You and Phoenix agree that the other terms and conditions of Phoenix's Key
Employee Share Option Plan (attached; Schedule A), as amended from time to time,
shall apply.

This offer of stock options is conditional on signature of the attached
Confidentiality, Proprietary Rights, Regulatory Compliance and Non-Competition
Agreement that requires, among other things, that you not compete with Phoenix
for two years after leaving the company.

7.       If, you are dismissed other than for cause, then you will receive a
         severance payment of 6 month's salary, in monthly installments, and the
         non-competition aspects of the Confidentiality, Proprietary Rights,
         Regulatory Compliance and Non-Competition Agreement you have signed,
         shall become null and void 6 months after your employment with Phoenix
         ceases. You affirm that you commit to remaining employed by Phoenix for
         2 years. If you wish to terminate your employment with Phoenix
         subsequent to the expiration of 2 years of employment, you agree to
         give 6 months notice of termination of employment.

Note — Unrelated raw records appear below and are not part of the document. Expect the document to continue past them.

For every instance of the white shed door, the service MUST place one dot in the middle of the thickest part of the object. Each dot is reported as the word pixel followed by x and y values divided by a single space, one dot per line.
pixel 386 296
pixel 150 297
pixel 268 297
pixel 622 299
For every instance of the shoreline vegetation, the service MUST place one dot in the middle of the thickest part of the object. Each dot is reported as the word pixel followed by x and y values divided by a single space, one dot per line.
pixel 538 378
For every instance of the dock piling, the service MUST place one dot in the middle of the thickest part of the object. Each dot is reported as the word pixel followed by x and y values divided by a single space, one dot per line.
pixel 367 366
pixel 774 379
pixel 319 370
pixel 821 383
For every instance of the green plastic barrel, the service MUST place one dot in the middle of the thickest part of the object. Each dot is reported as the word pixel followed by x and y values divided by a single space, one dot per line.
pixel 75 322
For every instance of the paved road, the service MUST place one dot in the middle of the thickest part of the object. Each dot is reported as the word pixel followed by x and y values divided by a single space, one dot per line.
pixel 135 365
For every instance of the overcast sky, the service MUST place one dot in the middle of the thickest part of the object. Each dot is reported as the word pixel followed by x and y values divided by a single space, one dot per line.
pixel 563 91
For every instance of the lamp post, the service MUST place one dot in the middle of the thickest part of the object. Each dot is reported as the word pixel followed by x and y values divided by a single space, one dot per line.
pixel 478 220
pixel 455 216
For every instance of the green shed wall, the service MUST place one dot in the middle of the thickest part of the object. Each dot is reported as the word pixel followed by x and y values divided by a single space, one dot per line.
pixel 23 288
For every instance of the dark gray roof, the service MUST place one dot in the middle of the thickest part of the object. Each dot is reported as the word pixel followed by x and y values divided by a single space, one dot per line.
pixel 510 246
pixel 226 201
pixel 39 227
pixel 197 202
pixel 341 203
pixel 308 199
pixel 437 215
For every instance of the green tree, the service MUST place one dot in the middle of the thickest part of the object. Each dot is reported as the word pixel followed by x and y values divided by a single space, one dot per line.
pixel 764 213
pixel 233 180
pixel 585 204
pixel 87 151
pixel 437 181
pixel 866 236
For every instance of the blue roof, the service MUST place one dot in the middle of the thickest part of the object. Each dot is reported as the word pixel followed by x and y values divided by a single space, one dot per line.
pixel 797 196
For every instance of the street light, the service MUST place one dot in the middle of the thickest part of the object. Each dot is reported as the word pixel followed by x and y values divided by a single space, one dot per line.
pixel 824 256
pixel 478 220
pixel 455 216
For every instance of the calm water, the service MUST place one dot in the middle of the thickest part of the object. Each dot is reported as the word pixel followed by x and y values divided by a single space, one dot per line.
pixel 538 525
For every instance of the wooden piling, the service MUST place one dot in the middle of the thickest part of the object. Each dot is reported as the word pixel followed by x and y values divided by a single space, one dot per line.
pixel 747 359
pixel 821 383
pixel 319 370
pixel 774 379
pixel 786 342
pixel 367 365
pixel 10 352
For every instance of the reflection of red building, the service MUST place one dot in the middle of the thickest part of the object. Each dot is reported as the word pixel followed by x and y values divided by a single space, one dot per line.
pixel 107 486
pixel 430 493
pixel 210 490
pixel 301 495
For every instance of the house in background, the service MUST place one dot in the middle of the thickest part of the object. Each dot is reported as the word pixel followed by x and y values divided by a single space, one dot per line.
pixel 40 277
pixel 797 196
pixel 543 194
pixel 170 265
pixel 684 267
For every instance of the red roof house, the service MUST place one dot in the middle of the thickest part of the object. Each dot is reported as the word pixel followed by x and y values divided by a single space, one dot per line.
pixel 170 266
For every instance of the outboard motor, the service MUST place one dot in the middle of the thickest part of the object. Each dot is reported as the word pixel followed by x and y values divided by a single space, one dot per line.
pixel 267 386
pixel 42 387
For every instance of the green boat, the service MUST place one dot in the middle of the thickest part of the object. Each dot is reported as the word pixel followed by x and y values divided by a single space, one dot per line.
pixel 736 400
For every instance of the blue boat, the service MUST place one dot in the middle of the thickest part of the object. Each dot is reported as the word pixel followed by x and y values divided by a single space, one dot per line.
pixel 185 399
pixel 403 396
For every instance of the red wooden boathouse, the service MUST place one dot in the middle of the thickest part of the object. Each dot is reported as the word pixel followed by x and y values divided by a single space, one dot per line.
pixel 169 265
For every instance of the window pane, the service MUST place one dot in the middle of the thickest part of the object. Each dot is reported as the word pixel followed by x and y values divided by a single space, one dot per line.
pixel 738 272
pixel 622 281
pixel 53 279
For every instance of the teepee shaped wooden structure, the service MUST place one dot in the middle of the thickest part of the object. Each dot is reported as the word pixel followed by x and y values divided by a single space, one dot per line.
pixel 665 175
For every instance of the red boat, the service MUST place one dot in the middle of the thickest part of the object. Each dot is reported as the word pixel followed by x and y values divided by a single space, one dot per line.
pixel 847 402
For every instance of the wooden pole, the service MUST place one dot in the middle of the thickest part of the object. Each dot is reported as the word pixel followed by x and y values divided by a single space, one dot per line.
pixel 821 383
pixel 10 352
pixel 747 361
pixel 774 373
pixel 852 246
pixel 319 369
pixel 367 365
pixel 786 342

8.       It is agreed that the obligations of Phoenix pursuant to Sections 3, 4,
         5, 6 and 7 will only commence once you have started work on a full time
         basis with Phoenix accordance with Section 1 hereof.

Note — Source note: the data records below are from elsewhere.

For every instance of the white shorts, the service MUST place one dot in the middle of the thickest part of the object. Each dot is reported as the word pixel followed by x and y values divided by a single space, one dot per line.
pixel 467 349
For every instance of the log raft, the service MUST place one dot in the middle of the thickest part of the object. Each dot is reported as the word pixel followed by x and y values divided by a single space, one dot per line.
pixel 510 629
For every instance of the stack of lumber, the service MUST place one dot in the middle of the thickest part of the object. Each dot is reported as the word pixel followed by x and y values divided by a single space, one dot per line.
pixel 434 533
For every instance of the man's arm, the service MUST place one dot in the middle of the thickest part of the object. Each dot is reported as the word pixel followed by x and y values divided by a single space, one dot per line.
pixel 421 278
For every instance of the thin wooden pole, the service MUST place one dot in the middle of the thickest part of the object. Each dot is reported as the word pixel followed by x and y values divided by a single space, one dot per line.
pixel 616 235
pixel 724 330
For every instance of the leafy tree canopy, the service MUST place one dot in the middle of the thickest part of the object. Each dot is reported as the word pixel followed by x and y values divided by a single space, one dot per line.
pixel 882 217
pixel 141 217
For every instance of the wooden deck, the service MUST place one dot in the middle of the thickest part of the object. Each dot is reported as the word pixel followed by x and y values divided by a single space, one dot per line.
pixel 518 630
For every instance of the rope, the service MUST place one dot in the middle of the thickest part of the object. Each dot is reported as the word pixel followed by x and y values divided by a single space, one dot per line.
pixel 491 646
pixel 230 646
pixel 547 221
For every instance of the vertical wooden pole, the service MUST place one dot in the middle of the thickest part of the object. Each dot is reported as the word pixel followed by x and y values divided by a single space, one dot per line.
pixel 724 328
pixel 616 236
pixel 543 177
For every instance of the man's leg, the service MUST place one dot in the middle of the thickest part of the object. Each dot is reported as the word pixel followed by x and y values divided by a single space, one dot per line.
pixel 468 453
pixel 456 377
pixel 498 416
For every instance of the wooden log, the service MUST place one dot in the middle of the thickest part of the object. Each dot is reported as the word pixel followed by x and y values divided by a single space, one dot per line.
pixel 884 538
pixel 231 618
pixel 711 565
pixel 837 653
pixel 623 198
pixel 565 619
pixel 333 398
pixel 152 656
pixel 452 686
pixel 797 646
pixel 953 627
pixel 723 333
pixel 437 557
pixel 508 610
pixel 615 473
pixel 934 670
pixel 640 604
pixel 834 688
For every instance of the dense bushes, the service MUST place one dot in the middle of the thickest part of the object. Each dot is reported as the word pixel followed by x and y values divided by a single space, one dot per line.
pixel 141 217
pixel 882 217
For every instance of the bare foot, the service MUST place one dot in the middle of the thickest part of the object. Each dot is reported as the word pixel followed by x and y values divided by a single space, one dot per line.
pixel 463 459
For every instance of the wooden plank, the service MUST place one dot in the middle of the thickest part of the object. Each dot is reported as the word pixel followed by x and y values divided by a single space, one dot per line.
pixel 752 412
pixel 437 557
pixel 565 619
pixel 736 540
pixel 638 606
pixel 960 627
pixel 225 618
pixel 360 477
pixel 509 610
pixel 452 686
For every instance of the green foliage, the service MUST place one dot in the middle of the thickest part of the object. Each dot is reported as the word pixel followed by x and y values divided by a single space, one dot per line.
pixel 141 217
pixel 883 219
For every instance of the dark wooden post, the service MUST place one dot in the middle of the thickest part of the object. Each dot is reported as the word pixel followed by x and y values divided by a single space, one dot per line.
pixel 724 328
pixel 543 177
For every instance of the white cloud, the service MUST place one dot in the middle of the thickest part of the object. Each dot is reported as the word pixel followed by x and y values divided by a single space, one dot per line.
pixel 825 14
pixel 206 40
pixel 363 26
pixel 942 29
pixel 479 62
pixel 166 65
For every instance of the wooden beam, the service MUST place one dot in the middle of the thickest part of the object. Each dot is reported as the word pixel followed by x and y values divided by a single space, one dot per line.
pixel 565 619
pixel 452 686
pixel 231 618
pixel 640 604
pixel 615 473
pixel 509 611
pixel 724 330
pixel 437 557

9.       During your employment you shall devote your full time and efforts to
         Phoenix and shall not, directly or indirectly, engage in any business
         competitive with or similar to any business carried on by Phoenix, its
         subsidiaries, affiliates or alliance partners.

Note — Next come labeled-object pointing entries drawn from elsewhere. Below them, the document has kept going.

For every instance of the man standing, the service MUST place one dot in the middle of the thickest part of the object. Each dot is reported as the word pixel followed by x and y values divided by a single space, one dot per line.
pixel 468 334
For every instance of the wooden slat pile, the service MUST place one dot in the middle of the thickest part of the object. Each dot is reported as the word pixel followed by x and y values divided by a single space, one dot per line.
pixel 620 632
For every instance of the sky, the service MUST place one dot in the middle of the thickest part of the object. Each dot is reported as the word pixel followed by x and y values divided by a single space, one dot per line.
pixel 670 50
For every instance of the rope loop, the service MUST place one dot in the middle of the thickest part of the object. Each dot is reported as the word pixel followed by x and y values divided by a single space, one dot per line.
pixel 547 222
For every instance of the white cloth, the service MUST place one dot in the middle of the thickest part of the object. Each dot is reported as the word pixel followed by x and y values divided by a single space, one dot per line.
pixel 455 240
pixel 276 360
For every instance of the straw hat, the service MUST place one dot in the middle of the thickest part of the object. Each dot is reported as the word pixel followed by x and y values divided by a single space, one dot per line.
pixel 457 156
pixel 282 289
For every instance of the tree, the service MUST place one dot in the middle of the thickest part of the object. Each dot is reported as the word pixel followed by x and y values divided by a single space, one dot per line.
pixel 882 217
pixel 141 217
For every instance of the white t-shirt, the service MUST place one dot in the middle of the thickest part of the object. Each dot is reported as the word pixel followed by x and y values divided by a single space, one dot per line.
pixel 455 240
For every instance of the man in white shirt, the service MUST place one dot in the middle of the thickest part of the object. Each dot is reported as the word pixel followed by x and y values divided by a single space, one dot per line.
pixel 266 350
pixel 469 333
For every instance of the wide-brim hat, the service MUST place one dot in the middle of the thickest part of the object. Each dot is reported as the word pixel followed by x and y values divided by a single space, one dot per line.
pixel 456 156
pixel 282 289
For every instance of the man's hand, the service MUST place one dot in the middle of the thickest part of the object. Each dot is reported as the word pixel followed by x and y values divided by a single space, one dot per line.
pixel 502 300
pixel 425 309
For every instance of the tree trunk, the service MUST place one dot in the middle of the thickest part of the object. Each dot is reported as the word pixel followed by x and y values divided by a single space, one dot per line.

10.      You shall sign concurrently herewith a Confidentiality, Proprietary
         Rights, Regulatory Compliance and Non-Competition Agreement (Schedule
         B; also associated code of conduct) with Phoenix, as amended from time
         to time, which Agreement shall be, in form and content, satisfactory to
         Phoenix.

11.      You hereby agree that any breach by yourself of Sections 1 or 9 of this
         Employment Agreement, or of the Confidentiality, Proprietary Rights,
         Regulatory Compliance and Non-Competition Agreement, will entitle
         Phoenix to damages of Can$200,000, which amount shall not be reduced
         for partial performance or any other reason whatsoever. You also agree
         that any breach of the Non-Competition or Non-Solicitation provisions
         of the Confidentiality, Proprietary Rights, Regulatory Compliance and
         Non-Competition Agreement will entitle Phoenix to damages of
         Can$1,000,000. which amount shall not be reduced for partial
         performance or any other reason whatsoever. You will not be considered
         in breach of Section 1 of this Employment Agreement if you are unable
         to start work with Phoenix on the date specified in Section 1, due to
         illness or other personal indisposition.

12.      You understand fully the provisions of this Agreement and the
         Confidentiality, Proprietary Rights, Regulatory Compliance and
         Non-Competition Agreement, having had ample opportunity to review same
         and consult counsel, if desired. You recognize that, consistent with
         Phoenix's policies for all of its executives and senior managers who
         have equity in the company or who receive stock options, this agreement
         binds you to non-competition restrictions after your employment with
         Phoenix ceases.

13.      The parties have agreed that this Agreement be drafted in English. Les
         parties ont convenue que cette convention soit redigee en anglais.

14.      This agreement shall be interpreted under the laws of Belgium.





If you are in agreement with the above mentioned terms and conditions, kindly
signify your consent by initialing each page and signing a counterpart of this
letter.

                                       Yours very truly,
                                       Phoenix International Life Sciences Inc.

                                         /s/ John W. Hooper
                                       -------------------------
                                       per John W. Hooper, Ph.D.
                                       Chairman and CEO


Accepted on this 7th day of August, 1997.